- Standard artwork (Australian 7-inch vinyl single pictured)

Single by Midnight Oil

from the album 10, 9, 8, 7, 6, 5, 4, 3, 2, 1
- Released: March 1983
- Genre: New wave, post-punk
- Length: 5:39
- Label: Columbia
- Songwriters: James Moginie Robert Hirst Peter Garrett
- Producers: Midnight Oil, Nick Launay

Midnight Oil singles chronology
| "US Forces" (1982) | "Power and the Passion" (1983) | "Read About It" (1983) |

Music video
- Power and the Passion on YouTube

= Power and the Passion (song) =

"Power and the Passion" is the second single from Midnight Oil's 1982 album 10, 9, 8, 7, 6, 5, 4, 3, 2, 1 (following "US Forces"). The song is one of the band's most famous, and it was performed on every Midnight Oil tour since the issue of 10, 9, 8, 7, 6, 5, 4, 3, 2, 1 as well as at the WaveAid concert.

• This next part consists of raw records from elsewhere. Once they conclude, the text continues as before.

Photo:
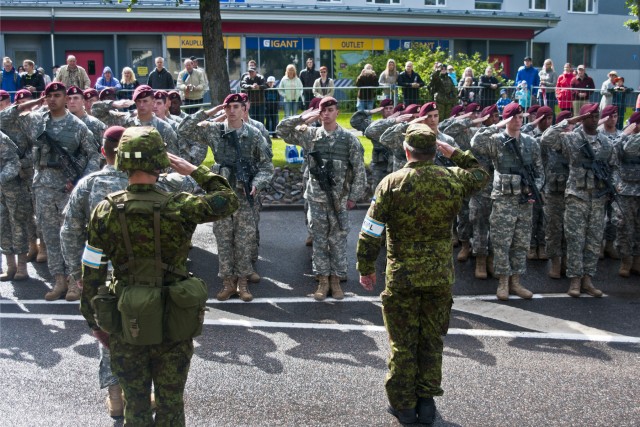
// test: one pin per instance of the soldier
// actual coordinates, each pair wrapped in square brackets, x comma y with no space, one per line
[62,154]
[416,207]
[510,219]
[627,208]
[337,180]
[241,157]
[584,196]
[142,354]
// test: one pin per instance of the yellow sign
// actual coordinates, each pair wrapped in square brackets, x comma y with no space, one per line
[351,44]
[195,42]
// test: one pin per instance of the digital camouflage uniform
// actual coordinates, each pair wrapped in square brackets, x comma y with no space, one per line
[329,224]
[166,365]
[417,205]
[236,234]
[584,208]
[510,219]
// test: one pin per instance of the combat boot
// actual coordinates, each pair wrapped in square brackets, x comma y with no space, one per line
[574,287]
[334,284]
[10,270]
[554,271]
[115,404]
[243,290]
[588,287]
[481,267]
[465,251]
[323,288]
[59,288]
[625,266]
[515,287]
[42,252]
[228,288]
[21,271]
[542,253]
[503,287]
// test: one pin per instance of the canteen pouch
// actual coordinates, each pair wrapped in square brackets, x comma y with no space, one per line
[184,308]
[142,309]
[105,307]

At the 1983 Countdown Music Awards, the song won Best Australian Single.

In January 2018, as part of Triple M's "Ozzest 100", the 'most Australian' songs of all time, "Power and the Passion" was ranked number 29, and in 2025, it placed 66 on the Triple J Hottest 100 of Australian Songs.

==Lyrics and composition==
The lyrics mention former Australian prime minister Gough Whitlam and his dismissal in 1975, as well as the Pine Gap spy base, which remain controversial issues in Australia to this day. The song also makes reference to the McDonald's Big Mac and paraphrases Emiliano Zapata with the line "It's better to die on your feet than to live on your knees."

The song includes a drum solo by Rob Hirst; it is the only studio recording by Midnight Oil to feature a drum solo.

==Legacy==
In May 2001 the Australasian Performing Right Association (APRA), as part of its 75th Anniversary celebrations, named "Power and the Passion" as one of the Top 30 Australian songs of all time. It was the second Midnight Oil song in the list with "Beds Are Burning" declared third behind the Easybeats' "Friday on My Mind" and Daddy Cool's "Eagle Rock".

It was performed by the band at the 2009 Sound Relief concert in Melbourne.

On 5 June 2012, the song was released as downloadable content for the video game Rock Band 3.

==Music video==
The video for "Power and the Passion" was filmed in 1982 amongst the "Woolloomooloo Mural Project" in Sydney, NSW, Australia.

==Track listing==
1. "Power and the Passion" - 4:45
2. "Power and the Passion" (Dub Version) - 4:39

==Compilations==
This track was placed on the band's collection 20,000 Watt R.S.L.

More recently, the title of the collection Flat Chat was derived from the lyrics of this song. However, this song was not featured on that collection.

A newly remastered version was then featured on the band's second "greatest hits" album, Essential Oils, in 2012.

==US 12-inch version==
The US 12-inch single release features a little-known specially remixed version, mixed by François Kevorkian and Dominic Malta at RPM Sound Studios specifically for the North American market. This special version, titled "Glitch Baby Glitch", did not appear on the 12-inch single as released elsewhere in the world, including in Australia, whose 12-inch single featured the standard album version which runs for 5:38. The remix features echo effects added to Peter Garrett's vocals and a continuation or reprise of Rob Hirst's drum solo after the nominal ending of the song.

==Live versions==
Live versions of "Power and the Passion" were not available legally until 2004, when the Best of Both Worlds CD/two-DVD set featured two. One (on the Oils on the Water CD/DVD) was from early 1985 (the Red Sails in the Sunset tour) and the other (on the Saturday Night at the Capitol DVD) was from 1982 ( the 10, 9, 8, 7, 6, 5, 4, 3, 2, 1 tour).

The song's drum solo was often performed significantly faster.

==Personnel==
- Peter Garrett - lead vocals
- Peter Gifford - bass, backup vocals
- Martin Rotsey - guitar
- Jim Moginie - guitar, keyboards
- Rob Hirst - drums, percussion

- with
- Gary Barnacle, Peter Thoms, Luke Tunney - brass

==Charts==
===Weekly charts===

| Chart (1983–1984) | Peak position |
|---|---|
| Australia (Kent Music Report) | 8 |
| New Zealand (Recorded Music NZ) | 4 |

===Year-end charts===

| Chart (1983) | Position |
|---|---|
| Australia (Kent Music Report) | 82 |
| Chart (1984) | Position |
| New Zealand (Recorded Music NZ) | 39 |

==Certifications==

Certifications for "Power and the Passion"
| Region | Certification | Certified units/sales |
| New Zealand (RMNZ) | Gold | 15,000^{‡} |
^{‡} Sales+streaming figures based on certification alone.